Dans un jardin je suis entré par ArthurPorto
Dans un jardin (interdit) je suis entré!
"Mon premier film était sur l'antagonisme, le dernier est sur l'empathie". C'est ainsi qu'Avi Mograbi définit sa démarche quand il parle de ses films. Né du travail qu'il a fait aux Laboratoires d'Aubervilliers, il y était en résidence, où un Israélien et un Palestinien, assis à une table, face à face, échangeaient par Skype interposé. C’était une conversation avec un cinéaste imaginé … en quelque sorte la communication et la distance intransposable entre deux peuples.
C'est à sa façon qu'il raconte cette liberté d'aller et venir de ce peuple entre ses villes, Beyrouth, Tel Aviv, Damas, que la guerre est venue empêcher et détruire. Le monde est à l'ouverture, à la transfrontalière et voilà que "notre champ est plus réduit et que nos voyages sont toujours sans retour".
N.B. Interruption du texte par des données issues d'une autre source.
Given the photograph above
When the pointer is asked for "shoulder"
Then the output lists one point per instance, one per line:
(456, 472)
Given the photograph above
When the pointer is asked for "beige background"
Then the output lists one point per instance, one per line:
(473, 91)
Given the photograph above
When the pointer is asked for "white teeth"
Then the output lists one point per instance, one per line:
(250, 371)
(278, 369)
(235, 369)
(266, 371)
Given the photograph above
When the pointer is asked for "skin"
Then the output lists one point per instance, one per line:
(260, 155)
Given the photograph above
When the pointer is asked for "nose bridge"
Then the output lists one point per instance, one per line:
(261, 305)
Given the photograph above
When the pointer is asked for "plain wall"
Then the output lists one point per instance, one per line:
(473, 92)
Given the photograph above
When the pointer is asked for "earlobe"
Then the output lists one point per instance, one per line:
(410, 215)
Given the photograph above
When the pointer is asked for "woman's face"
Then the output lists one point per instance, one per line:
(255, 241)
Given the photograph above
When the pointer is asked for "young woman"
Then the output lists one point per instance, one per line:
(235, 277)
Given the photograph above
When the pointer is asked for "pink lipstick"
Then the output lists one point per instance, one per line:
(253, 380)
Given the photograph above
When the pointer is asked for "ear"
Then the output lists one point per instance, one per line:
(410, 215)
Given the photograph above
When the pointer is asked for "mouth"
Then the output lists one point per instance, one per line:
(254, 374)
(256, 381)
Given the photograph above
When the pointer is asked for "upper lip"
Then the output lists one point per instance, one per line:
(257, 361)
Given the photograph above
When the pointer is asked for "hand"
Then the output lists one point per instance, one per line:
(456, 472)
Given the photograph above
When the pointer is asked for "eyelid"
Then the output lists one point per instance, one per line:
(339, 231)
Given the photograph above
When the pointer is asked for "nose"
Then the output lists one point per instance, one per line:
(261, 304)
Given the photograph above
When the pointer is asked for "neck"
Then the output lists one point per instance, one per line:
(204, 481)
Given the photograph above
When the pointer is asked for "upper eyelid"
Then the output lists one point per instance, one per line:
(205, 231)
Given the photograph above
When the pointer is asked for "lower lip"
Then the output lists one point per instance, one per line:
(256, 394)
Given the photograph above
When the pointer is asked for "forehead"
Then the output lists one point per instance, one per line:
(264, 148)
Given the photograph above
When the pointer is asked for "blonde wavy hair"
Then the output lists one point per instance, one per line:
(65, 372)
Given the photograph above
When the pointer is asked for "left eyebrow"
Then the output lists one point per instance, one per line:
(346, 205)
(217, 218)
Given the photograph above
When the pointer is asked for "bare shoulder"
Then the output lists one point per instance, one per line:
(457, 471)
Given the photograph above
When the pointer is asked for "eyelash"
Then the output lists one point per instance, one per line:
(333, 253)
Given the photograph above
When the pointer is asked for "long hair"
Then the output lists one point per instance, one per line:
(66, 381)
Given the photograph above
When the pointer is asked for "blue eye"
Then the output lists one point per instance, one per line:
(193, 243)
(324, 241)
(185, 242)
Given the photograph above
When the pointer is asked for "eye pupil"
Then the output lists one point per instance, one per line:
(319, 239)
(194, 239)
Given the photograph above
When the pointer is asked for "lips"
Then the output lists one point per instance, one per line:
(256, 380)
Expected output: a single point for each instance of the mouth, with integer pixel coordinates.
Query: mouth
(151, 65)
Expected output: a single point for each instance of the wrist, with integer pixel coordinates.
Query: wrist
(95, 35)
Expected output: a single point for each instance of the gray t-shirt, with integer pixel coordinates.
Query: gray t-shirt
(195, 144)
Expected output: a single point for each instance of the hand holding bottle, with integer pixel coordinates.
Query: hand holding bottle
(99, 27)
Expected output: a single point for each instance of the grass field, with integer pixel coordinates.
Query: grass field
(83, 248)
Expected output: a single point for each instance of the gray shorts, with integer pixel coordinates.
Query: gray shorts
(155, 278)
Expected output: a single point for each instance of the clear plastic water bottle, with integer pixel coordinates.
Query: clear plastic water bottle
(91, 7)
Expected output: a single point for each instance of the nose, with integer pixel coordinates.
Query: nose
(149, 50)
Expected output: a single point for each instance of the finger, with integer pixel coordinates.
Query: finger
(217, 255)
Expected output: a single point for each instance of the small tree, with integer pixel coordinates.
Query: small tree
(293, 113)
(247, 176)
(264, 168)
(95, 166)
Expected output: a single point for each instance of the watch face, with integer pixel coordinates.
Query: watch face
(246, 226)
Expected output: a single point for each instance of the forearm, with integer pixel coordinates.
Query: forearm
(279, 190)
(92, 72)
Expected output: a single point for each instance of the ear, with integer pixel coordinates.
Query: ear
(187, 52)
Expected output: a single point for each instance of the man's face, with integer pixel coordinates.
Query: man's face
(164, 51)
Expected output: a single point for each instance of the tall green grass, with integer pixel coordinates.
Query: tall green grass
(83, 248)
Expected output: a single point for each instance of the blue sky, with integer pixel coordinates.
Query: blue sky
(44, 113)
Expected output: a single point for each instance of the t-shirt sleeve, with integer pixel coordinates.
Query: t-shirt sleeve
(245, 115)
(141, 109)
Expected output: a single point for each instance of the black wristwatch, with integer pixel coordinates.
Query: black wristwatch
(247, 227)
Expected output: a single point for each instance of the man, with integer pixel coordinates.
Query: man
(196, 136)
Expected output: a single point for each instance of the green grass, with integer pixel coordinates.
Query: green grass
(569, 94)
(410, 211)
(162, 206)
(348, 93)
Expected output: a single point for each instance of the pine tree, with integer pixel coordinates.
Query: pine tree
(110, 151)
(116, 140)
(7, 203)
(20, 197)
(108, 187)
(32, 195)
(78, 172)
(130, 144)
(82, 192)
Avec son professeur d'arabe et ami Ali al-Azhari, un arabe israélien, ils rêvent et nous donnent à voir un "Moyen-Orient où Juifs et Arabes vivraient en harmonie". Ils nous montrent des films en super 8, des vieilles photos, des enregistrements, le vieil annuaire avant l’État d’Israël... "c'est un cadeau, un lien nostalgique avec le pays disparu de tes ancêtres, et des miens", lui dit Ali. Pour nous expliquer ou plutôt pour se dire que face à un monde qui crée des compartiments étanches, Avi, le juif veut nous monter quelqu'un qui est toujours dans le désir d'un monde ouvert, une sorte de rebelle, à travers Ali le Palestinien.
On découvre aussi les origines libanaises de l'auteur, les Juifs du Liban, ainsi qu'une belle correspondance d'amour, lue par une femme, avec une voix saisissante : "Les Palestiniens ont été expulsés d’une géographie, de leur pays. Nous, les juifs arabes, nous avons été déracinés du temps, nous ne pourrons jamais revenir".
Reste Yasmine, une petite fille de dix ans, fille d'Ali et d'une mère juive, parlant arabe et hébreu, vive, espiègle mais qui prend peur quand elle lit sur la pancarte du jardin, à Saffuriyeh, là où son père a été enfant, "parc réservé aux habitants du moshav - formellement interdit aux étrangers".
Il y a toute une dimension qui peut échapper au spectateur qui ne connaît pas ces terres, mais il reste une immense humanité, et l'espoir que d'autres regards puissent contribuer à cette volonté commune d'une reconnaissance et d'une volonté réciproque à voir grandir toutes les Yasmine du Moyen-Orient. Dans ce sens, le cinéma d'Avi Mograbi est éminemment politique.